Zeuge
Das Erinnerungsvermögen trügt den Menschen in Detailfragen meist wesentlich mehr, als er vermutet. Gleichwohl bieten Zeugen in Prozessen wichtige Hilfestellungen, weshalb ihre Vernehmung das häufigste Beweismittel darstellt. Sobald sich ein Zeuge nicht mehr genau erinnert, muss er dies verdeutlichen, denn er darf ausschließlich die Wahrheit
sagen.
Bei einer Beweisführung kommt es nicht auf die Anzahl der Aussagewilligen an. Das Gericht muss sich vielmehr ein Urteil darüber bilden, welchen Personen es am meisten traut. Bekräftigt ein einzelner Zeuge die Behauptungen einer Partei, während vier andere Zeugen die Gegenpartei unterstützen, kann das Gericht ohne weiteres dem allein auftretenden Zeugen eher Glauben schenken. Wer als Zeuge benannt und vom Gericht vorgeladen wird, muss dem Folge leisten.
Siehe auch Beweismittel
Zeugnisverweigerungsrecht
Unter gewissen Voraussetzungen darf man die Aussage verweigern. Das Gesetz unterscheidet zwischen dem Auskunfts- und dem Zeugnisverweigerungsrecht. Das Auskunftsverweigerungsrecht steht Prozessbeteiligten und Zeugen zu, die sich selbst oder einen nahen Angehörigen durch eine Aussage dem Verdacht aussetzen würden, eine Straftat begangen zu haben. Zeugen dagegen können aus persönlichen oder beruflichen Gründen ihr Zeugnisverweigerungsrecht geltend machen.
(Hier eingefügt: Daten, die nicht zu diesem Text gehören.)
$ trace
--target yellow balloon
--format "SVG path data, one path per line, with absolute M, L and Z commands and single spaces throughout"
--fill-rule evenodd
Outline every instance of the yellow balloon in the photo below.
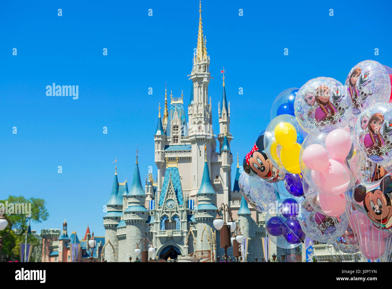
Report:
M 281 123 L 274 130 L 275 139 L 283 147 L 289 148 L 297 141 L 297 131 L 290 123 Z
M 285 168 L 291 174 L 299 174 L 301 145 L 297 143 L 297 131 L 290 123 L 281 123 L 275 127 L 276 141 L 282 146 L 280 161 Z

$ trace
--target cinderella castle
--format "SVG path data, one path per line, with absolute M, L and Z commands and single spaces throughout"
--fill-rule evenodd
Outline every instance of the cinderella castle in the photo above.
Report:
M 221 101 L 218 104 L 217 137 L 212 130 L 213 110 L 208 96 L 210 57 L 203 35 L 201 3 L 199 13 L 189 102 L 185 106 L 183 93 L 175 97 L 171 93 L 169 105 L 165 89 L 163 117 L 160 105 L 158 108 L 154 131 L 156 178 L 149 172 L 143 188 L 136 155 L 129 187 L 126 180 L 119 182 L 116 166 L 107 212 L 103 217 L 105 242 L 112 245 L 105 247 L 107 262 L 129 262 L 131 257 L 134 260 L 137 244 L 146 237 L 156 249 L 154 256 L 149 253 L 149 258 L 198 262 L 220 257 L 221 260 L 224 251 L 212 222 L 217 206 L 220 207 L 222 203 L 229 205 L 246 238 L 243 261 L 254 262 L 263 258 L 265 216 L 250 208 L 239 191 L 238 155 L 236 179 L 232 183 L 233 137 L 224 74 Z M 143 250 L 143 244 L 140 246 Z M 233 258 L 232 248 L 228 254 Z

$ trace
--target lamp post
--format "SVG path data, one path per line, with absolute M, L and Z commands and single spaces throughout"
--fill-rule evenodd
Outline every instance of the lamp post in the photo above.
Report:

Dazu sind u. a. berechtigt:
* Verlobte, Ehegatten und geschiedene Partner des Beschuldigten;
* Verwandte und Verschwägerte des Angeklagten, wobei das Gesetz festlegt, bis zu welchem Verwandtschaftsgrad dies gilt;
* Geistliche in ihrer Eigenschaft als Seelsorger des Betroffenen;
* Rechtsanwälte, Notare, Steuerberater, Wirtschaftsprüfer, Ärzte, Apotheker und Hebammen einer Prozesspartei bzw. eines Beschuldigten sowie die Mitarbeiter dieser Personen.
Der Richter ist verpflichtet, alle Personen, denen ein Zeugnisverweigerungsrecht zusteht, darüber in Kenntnis zu setzen. Jemand, der sich darauf beruft, muss das glaubhaft machen, etwa durch Dokumente oder eine eidesstattliche Versicherung. Das Ausbleiben der Zeugenaussage hat selbstverständlich nicht zur Folge, dass automatisch irgendeine Behauptung der anderen Prozessbeteiligten Gültigkeit erlangt. Dennoch darf das Gericht die Tatsache der Zeugnisverweigerung frei würdigen.
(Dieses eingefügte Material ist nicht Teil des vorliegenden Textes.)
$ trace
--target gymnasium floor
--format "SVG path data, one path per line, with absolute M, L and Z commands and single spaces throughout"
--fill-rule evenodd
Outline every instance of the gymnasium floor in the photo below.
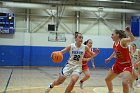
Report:
M 61 67 L 0 67 L 0 93 L 45 93 L 60 70 Z M 91 68 L 90 72 L 91 78 L 84 83 L 84 89 L 79 88 L 78 81 L 72 93 L 107 93 L 104 82 L 107 69 Z M 68 82 L 69 78 L 50 93 L 64 93 Z M 115 93 L 122 93 L 121 79 L 118 77 L 113 83 Z M 135 93 L 140 93 L 140 89 L 135 88 Z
Siehe auch Aussageverweigerung
Vereidigung des Zeugen
Im Zivilprozess kann das Gericht ermessen, ob es eine Zeugenvereidigung für erforderlich hält.
Das bedeutet, es braucht nicht unbedingt auf den diesbezüglichen Antrag einer Prozesspartei einzugehen.
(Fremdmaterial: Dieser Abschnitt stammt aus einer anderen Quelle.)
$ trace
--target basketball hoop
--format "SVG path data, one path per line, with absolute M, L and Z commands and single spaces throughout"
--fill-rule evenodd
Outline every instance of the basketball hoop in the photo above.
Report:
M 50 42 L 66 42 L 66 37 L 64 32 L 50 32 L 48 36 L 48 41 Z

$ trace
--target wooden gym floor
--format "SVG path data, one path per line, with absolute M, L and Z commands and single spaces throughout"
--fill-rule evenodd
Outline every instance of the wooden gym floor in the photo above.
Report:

Im Strafprozess muss eine Vereidigung stattfinden, wenn entweder die Staatsanwaltschaft oder die Verteidigung den Antrag darauf stellt.
In gewissen Fällen kann das Gericht jedoch auch hier davon absehen, z. B.
* beim Verletzten,
* bei minderjährigen Zeugen über 16 Jahren,
* falls es einer Aussage keine wesentliche Bedeutung beimisst,
* wenn der Staatsanwalt, der Verteidiger und der Angeklagte auf die Vereidigung verzichten.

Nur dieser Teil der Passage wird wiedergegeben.